What led to Arkansas' double execution

ByMICHAEL EDISON HAYDEN ABCNews logo
Thursday, April 27, 2017

When Arkansas carried out death sentences for two inmates on Monday evening, it was part of the state's controversial plan to execute eight people by the end of the month, when its supply of a drug used in the process of lethal injection reaches its expiration date.

It was the first double execution in the U.S. since 2000, when Texas carried out the death sentences of two convicted killers.

The drug in question is midazolam, a sedative that pharmaceutical companies are no longer providing to states for use in executions, and one part of a three-drug cocktail that the state employs during the lethal injection process.

Here's what led to Arkansas' double execution Monday:

Feb. 27, 2017

Arkansas Gov. Asa Hutchinson sets execution dates for eight death row inmates between April 17 and April 27, 2017, to occur before the April 30 expiration of the state's supply of midazolam.

March 13, 2017

Arkansas acquires an unknown amount of potassium chloride, the third and final drug in its execution protocol that's used to stop the heart, according to the Arkansas Democrat-Gazette.

March 21, 2017

The Arkansas Democrat-Gazette reports a shortage of required citizen witnesses to watch the eight lethal injections.

The state prison director is then prompted to call on Rotary Club members to volunteer, according to the paper.

March 27, 2017

Nine death row inmates, including the eight scheduled for death in April, file lawsuits to halt the executions.

April 6, 2017

The Arkansas Supreme Court rules against halting the lethal injection of two inmates who were scheduled for execution, Stacey Eugene Johnson and Ledell Lee.

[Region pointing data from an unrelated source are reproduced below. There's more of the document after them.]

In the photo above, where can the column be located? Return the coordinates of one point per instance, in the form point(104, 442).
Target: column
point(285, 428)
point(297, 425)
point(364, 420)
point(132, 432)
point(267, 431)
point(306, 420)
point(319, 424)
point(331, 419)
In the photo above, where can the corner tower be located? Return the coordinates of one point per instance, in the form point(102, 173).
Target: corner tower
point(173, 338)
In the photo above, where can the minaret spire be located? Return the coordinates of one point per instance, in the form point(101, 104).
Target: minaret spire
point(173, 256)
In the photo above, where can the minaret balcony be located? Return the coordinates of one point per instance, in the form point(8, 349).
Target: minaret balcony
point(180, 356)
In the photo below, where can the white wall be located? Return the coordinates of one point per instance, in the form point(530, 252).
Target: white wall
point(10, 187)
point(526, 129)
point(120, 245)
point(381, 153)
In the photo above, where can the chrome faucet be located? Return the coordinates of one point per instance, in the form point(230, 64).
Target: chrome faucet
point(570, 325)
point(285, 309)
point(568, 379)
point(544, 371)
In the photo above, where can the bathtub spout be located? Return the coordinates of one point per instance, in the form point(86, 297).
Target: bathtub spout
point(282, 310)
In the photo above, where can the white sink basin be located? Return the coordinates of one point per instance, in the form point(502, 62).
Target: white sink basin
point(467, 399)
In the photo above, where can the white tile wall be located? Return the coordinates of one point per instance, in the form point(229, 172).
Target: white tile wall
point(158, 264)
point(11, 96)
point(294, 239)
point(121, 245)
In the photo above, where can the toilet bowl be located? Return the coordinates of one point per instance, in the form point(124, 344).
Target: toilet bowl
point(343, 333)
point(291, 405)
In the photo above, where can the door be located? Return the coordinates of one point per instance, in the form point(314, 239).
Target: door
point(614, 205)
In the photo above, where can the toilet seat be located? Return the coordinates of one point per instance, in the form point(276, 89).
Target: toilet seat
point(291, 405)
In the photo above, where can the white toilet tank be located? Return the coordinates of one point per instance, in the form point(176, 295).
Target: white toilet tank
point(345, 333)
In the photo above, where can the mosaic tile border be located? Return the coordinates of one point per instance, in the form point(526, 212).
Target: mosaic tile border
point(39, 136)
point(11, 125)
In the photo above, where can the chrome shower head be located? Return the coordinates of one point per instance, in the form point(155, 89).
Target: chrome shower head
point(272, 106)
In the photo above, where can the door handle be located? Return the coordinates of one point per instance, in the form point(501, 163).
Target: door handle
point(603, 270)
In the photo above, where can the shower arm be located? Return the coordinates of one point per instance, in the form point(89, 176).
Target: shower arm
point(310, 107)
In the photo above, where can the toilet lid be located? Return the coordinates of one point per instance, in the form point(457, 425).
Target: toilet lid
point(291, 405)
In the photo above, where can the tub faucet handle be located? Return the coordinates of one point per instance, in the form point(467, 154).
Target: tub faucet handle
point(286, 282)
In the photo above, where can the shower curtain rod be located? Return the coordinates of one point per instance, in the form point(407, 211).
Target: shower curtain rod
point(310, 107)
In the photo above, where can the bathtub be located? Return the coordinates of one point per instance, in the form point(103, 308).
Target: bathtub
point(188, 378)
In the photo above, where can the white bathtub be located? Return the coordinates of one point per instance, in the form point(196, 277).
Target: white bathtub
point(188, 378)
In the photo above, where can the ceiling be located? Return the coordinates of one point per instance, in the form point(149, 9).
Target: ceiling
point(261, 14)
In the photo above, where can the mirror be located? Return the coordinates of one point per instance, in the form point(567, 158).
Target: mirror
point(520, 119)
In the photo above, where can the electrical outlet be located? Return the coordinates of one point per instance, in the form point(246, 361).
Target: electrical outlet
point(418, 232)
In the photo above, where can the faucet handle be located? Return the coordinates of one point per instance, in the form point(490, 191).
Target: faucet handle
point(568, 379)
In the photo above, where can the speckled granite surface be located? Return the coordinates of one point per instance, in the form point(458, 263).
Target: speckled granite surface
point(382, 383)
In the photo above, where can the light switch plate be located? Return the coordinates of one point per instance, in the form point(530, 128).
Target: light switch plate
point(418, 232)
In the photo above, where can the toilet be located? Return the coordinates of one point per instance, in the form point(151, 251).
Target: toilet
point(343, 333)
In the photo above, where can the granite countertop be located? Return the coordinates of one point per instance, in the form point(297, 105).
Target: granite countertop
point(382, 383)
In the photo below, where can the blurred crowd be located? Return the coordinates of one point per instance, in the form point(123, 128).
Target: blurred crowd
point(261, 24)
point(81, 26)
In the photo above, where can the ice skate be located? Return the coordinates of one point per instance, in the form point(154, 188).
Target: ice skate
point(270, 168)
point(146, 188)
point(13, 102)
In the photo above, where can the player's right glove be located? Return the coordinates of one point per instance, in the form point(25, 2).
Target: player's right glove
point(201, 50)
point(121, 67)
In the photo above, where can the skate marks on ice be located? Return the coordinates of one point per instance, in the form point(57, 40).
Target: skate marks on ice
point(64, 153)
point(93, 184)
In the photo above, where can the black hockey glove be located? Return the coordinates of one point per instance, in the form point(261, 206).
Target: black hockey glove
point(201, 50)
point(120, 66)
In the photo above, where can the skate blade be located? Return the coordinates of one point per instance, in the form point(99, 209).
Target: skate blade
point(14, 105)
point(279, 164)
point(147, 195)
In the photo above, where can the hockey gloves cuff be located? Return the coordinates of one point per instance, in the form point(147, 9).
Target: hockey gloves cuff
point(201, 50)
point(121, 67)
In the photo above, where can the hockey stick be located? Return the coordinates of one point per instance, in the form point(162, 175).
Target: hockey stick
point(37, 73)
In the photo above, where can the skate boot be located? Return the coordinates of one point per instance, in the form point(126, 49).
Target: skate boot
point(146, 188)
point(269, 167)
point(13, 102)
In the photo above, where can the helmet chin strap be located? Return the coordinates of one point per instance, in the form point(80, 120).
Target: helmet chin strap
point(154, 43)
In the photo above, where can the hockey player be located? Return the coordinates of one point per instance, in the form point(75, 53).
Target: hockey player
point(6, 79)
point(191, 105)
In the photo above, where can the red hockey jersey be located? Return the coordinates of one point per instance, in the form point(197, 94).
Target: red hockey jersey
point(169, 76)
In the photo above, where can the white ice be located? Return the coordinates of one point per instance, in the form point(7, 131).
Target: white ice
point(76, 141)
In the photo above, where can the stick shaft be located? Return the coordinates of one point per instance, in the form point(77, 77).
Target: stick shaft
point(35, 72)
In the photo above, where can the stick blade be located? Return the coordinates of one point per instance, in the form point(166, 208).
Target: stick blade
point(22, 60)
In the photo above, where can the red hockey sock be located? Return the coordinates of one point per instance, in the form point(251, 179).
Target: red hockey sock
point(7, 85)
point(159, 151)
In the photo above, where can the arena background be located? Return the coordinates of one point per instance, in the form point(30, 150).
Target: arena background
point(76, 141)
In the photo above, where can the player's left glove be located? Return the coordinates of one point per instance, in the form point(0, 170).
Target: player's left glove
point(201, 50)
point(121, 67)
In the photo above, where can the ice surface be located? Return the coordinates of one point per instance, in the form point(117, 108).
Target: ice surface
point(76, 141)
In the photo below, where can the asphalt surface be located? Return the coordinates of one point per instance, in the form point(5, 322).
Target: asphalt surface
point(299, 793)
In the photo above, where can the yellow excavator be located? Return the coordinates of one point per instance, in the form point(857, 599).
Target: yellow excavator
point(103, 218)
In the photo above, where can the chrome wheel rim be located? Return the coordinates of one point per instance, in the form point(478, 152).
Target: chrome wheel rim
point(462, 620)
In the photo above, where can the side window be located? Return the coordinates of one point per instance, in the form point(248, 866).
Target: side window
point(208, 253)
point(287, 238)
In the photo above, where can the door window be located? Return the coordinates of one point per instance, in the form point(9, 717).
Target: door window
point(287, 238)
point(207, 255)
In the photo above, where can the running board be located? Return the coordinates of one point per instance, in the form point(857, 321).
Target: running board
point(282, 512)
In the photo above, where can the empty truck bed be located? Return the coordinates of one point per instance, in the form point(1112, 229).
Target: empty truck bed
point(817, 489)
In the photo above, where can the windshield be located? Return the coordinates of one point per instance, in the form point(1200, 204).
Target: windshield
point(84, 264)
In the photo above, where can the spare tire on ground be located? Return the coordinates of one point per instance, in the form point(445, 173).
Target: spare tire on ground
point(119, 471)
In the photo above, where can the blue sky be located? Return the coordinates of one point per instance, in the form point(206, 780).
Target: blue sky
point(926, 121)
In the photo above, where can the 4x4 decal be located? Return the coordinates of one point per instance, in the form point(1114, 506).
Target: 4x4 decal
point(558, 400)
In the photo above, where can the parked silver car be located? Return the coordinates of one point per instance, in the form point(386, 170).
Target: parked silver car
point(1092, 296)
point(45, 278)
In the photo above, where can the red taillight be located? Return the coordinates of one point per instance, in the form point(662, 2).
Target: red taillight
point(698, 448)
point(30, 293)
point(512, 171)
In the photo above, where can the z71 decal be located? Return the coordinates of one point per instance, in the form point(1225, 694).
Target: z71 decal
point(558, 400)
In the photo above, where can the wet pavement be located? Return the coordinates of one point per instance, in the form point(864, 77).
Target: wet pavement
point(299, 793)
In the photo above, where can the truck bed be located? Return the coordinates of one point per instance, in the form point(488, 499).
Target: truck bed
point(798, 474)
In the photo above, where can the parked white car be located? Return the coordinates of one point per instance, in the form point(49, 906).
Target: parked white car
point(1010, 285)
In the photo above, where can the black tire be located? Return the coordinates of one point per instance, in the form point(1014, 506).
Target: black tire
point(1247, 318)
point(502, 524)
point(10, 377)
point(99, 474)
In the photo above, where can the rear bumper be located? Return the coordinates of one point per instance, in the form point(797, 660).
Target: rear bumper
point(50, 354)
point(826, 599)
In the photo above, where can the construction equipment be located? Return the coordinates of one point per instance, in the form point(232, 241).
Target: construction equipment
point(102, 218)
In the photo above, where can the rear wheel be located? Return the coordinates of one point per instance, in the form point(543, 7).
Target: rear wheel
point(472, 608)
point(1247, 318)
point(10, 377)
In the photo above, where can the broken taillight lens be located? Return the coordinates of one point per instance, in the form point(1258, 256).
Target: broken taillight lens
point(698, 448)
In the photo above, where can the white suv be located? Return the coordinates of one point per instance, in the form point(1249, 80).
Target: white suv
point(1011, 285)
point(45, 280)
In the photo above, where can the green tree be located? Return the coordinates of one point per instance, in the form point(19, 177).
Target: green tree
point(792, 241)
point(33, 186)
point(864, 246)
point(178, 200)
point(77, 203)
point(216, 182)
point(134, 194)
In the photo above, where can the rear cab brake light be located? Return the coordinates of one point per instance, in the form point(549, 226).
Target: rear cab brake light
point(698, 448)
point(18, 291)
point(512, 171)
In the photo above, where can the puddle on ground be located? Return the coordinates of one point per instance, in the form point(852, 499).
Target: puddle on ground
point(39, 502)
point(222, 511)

The court didn't elaborate on its reason for denying the requests, according to The Associated Press.

April 17, 2017

A U.S. Supreme Court decision effectively blocks the execution of death row inmate Don Davis, a convicted murderer, moments before it was scheduled to occur.

The ruling followed protests that had been growing around the Arkansas Governor's Mansion in Little Rock, where activists and some officials have called for the prisoners' reprieve. Among the officials was Pulaski County Circuit Judge Wendell Griffen, who was later barred from taking on capital punishment cases and referred to a disciplinary panel after he "lay on a cot as though he were a death row inmate on a gurney," according to the AP.

The demonstrations also included several high-profile names, such as Damien Echols of the West Memphis Three, a former death row inmate who was released in 2011, and actor Johnny Depp.

Brian Gallini, the associate dean of the University of Arkansas School of Law, told ABC News at the time of the protests that the attorney general's office was within its legal rights to try and complete the remaining executions but that the issue of scheduling raised many questions about the process, including how the state plans to follow through on them after the drug expires.

"I think the impression of rushing is that there's no plan B," he said. "It's fine to want to bring justice for the victim's families but what is the plan B for doing that? It's still not clear."

Austin Sarat, professor of jurisprudence and political science at Amherst College and the author of "Gruesome Spectacles: Botched Executions and America's Death Penalty," told ABC News then that the state's aggressive plan significantly raises the risk of the state making a mistake in carrying out one or more of the executions.

"When you combine the compressed schedule of executions and the fact that the state hasn't carried one out in so long, it increases the risk for a mistake or a botched execution," Sarat said regarding Arkansas.

The state, for its part, said that after years of delay, death row prisoners should face their prescribed punishments to bring justice to the families of victims of their crimes. "As is oft said, justice delayed is justice denied," the state attorney general's office argued in a brief supporting a motion to vacate the stay of execution. "Now, the time has come to see that justice is done."

April 20, 2017

Just before midnight, the state executes Lee by lethal injection. It's the state's first execution since Eric Randall Nance was executed in 2005.

Newly appointed Supreme Court Justice Neil Gorsuch joined with four conservative colleagues to allow the state's lethal injection process to go forward in Lee's execution.

It was the first time he faced a vote in which he could have spared a man's life, according to the AP.

April 24, 2017

Arkansas carries out death sentences for two more inmates through lethal injection, marking the country's first double execution in nearly 17 years.

Convicted murders Jack Jones, 52, and Marcel Williams, 46, were executed just hours apart from each other.

Jones was executed at 8:20 p.m. for the rape and murder of a bookkeeper in 1995. Williams was executed about three hours later for the 1994 murder of a young mother.

It was the first time a state has executed two people on the same day since Texas killed two inmates in August of 2000.

ABC News' Karma Allen and J.J. Gallagher contributed to this report.